What Is Mononucleosis?
- Infectious mononucleosis (often called "mono") is a common viral infection that causes:
- Mononucleosis is most commonly caused by the Epstein-Barr virus (EBV), and it is most frequently diagnosed in teenagers and young adults.
- Mononucleosis generally resolves without medical help, though it may last from weeks to months.
- Treatment is aimed at easing the symptoms of the illness, and it can usually be done at home with plenty of rest, fluids, and over-the-counter medications.
- Serious complications only rarely occur.
What Causes Mononucleosis?
The Epstein-Barr virus causes mononucleosis in the majority of cases.
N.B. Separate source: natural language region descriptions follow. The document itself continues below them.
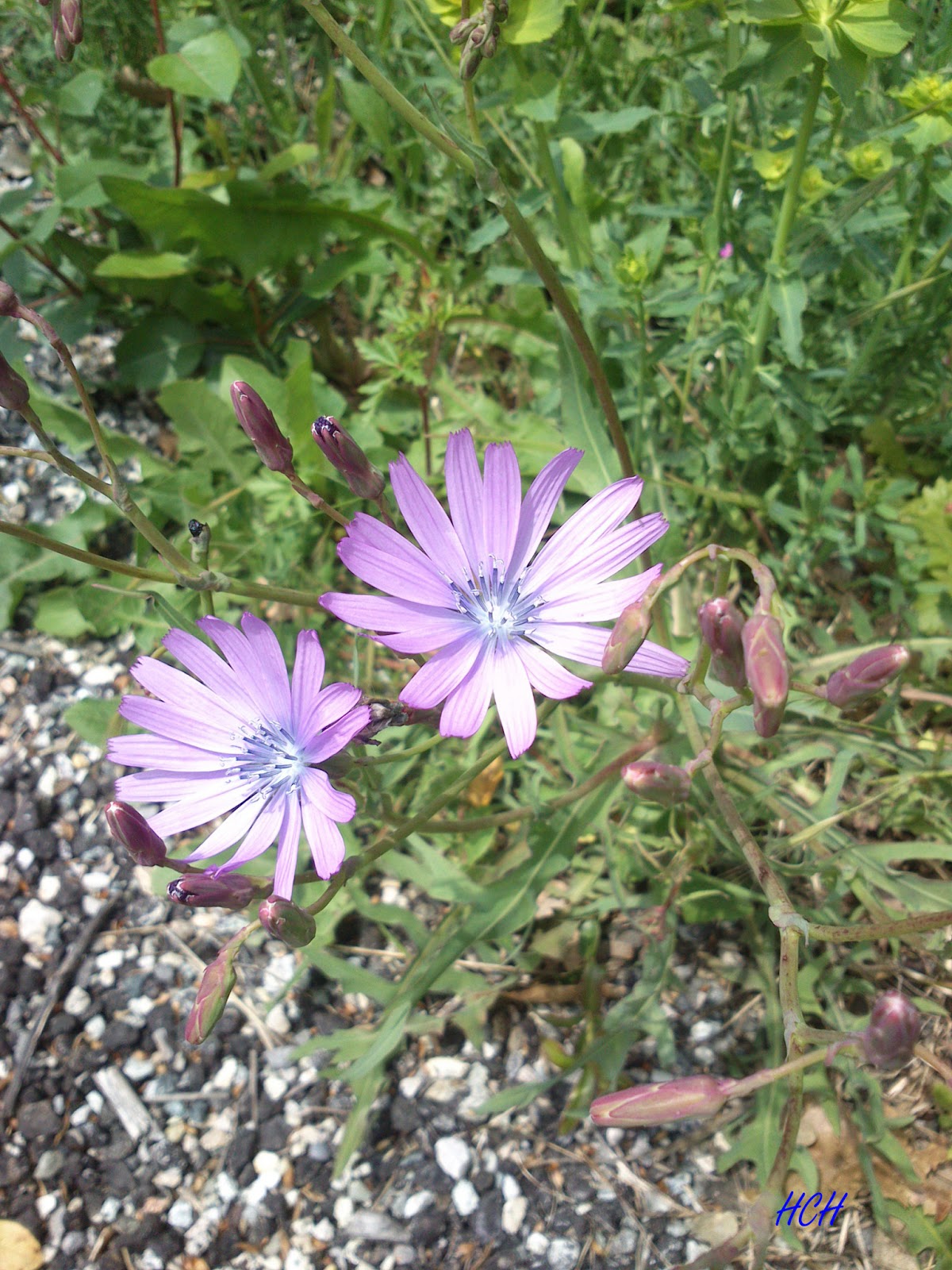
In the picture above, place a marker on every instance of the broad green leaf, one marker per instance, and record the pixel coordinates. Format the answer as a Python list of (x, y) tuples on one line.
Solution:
[(207, 67), (80, 95), (532, 21), (159, 349), (583, 425), (144, 264), (787, 298)]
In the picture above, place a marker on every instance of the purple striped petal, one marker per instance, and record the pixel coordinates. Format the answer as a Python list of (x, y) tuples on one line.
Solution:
[(289, 842), (211, 670), (467, 705), (177, 724), (323, 837), (465, 495), (603, 602), (570, 543), (428, 522), (546, 675), (308, 675), (501, 498), (148, 751), (444, 671), (539, 506), (516, 705), (230, 829)]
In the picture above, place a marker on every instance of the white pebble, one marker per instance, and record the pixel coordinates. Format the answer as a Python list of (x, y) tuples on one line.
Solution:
[(48, 888), (37, 922), (454, 1157), (514, 1214), (181, 1214), (466, 1198)]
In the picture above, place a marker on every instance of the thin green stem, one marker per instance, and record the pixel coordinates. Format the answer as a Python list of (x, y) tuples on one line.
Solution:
[(781, 238)]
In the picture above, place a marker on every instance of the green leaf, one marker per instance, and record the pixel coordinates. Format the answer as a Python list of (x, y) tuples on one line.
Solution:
[(532, 21), (787, 298), (93, 718), (144, 264), (583, 423), (881, 29), (160, 348), (207, 67), (80, 95)]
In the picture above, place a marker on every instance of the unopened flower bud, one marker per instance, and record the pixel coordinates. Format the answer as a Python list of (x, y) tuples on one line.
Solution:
[(767, 671), (63, 48), (71, 18), (658, 783), (892, 1032), (131, 829), (10, 300), (273, 448), (14, 393), (867, 675), (721, 624), (659, 1104), (213, 991), (628, 637), (287, 922), (202, 891), (343, 452)]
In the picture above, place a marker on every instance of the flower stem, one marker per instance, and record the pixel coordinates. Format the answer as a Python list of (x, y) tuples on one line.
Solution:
[(781, 238)]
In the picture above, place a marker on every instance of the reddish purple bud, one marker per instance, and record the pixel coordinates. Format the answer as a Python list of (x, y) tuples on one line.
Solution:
[(767, 671), (202, 891), (273, 448), (131, 829), (14, 394), (287, 922), (659, 1104), (721, 624), (892, 1032), (71, 18), (867, 675), (628, 637), (343, 452), (10, 300), (658, 783), (213, 991)]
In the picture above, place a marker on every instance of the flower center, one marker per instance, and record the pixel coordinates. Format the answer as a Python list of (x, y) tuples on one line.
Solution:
[(268, 755), (495, 605)]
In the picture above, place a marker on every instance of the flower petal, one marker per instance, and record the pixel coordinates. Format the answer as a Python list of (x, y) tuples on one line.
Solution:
[(443, 672), (546, 675), (230, 829), (570, 543), (512, 692), (144, 749), (308, 675), (428, 522), (539, 505), (465, 495), (602, 602), (289, 842), (467, 704), (501, 497)]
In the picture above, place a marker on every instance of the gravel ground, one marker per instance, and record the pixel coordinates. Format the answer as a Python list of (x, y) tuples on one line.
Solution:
[(127, 1149)]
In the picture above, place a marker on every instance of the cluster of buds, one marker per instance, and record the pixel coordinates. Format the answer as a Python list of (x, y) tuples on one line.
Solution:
[(479, 35), (67, 21)]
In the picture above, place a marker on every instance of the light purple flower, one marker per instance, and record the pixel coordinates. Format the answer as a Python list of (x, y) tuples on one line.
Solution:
[(238, 742), (480, 592)]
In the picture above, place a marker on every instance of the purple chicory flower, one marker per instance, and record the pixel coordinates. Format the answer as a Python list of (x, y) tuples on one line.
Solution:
[(480, 594), (238, 742)]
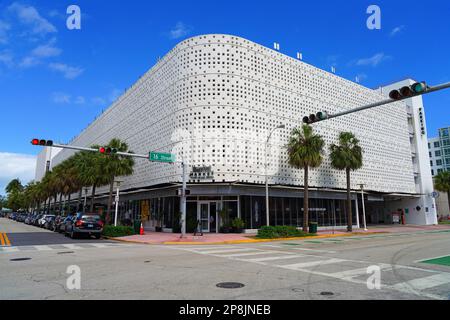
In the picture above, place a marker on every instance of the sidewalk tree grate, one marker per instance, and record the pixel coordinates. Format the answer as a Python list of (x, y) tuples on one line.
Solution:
[(19, 259), (230, 285)]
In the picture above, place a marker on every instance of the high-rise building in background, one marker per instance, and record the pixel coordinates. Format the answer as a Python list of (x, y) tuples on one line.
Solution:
[(214, 99)]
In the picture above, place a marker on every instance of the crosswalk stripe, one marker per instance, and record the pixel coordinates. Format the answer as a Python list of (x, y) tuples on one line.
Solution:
[(72, 246), (43, 248), (246, 254), (225, 250), (297, 266), (292, 256), (426, 282), (348, 274)]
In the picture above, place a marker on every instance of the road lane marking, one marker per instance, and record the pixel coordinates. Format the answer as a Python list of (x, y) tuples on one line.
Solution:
[(292, 256), (43, 248), (72, 246), (245, 254), (8, 243), (425, 283), (224, 250), (349, 274), (314, 250), (297, 266)]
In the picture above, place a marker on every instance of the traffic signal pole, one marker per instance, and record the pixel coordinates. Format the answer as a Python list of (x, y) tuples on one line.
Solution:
[(384, 102), (134, 155)]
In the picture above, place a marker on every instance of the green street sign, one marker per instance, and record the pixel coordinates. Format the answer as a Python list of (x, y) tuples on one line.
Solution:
[(162, 157)]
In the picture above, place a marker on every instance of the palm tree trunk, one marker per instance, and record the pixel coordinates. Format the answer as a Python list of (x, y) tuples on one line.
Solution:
[(349, 203), (69, 201), (93, 196), (60, 202), (306, 201), (80, 194), (111, 189)]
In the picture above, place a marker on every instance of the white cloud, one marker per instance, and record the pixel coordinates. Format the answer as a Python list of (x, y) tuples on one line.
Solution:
[(14, 165), (180, 30), (30, 17), (396, 31), (373, 61), (4, 27), (46, 51), (61, 98), (68, 71)]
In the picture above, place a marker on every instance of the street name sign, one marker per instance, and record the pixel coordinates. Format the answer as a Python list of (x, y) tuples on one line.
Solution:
[(162, 157)]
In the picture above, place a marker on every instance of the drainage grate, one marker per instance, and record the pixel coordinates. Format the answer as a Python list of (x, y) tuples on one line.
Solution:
[(230, 285), (19, 259)]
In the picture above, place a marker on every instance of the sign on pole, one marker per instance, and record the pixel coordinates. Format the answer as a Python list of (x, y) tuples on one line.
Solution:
[(162, 157)]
This ubiquitous, highly contagious organism is a member of the Herpesviridae family of viruses (other viruses in this family include herpes simplex, varicella-zoster, cytomegalovirus, and human herpes virus 6 & 7). Cytomegalovirus (CMV) can sometimes also cause an illness with the symptoms of mononucleosis.
- Mononucleosis most often occurs in people between 5-25 years of age, with the highest occurrence rate between 15-25 years of age.
- A small percentage of college students contract mononucleosis each year.
- In developed countries, it most often occurs in those of higher socioeconomic status.
- By adulthood, most people have already been infected with EBV.
- Not all individuals exposed to EBV, however, develop the symptoms of mononucleosis.
- Once infected, a person develops lifelong immunity to future infections from the disease.
- EBV has been associated with the development of certain cancers, such as nasopharyngeal carcinoma and Burkitt's lymphoma.
- EBV is transmitted through exposure to body fluids containing the virus.
- It is most often transmitted via saliva (hence the name "kissing disease").
- It can also be spread through blood and genital secretions.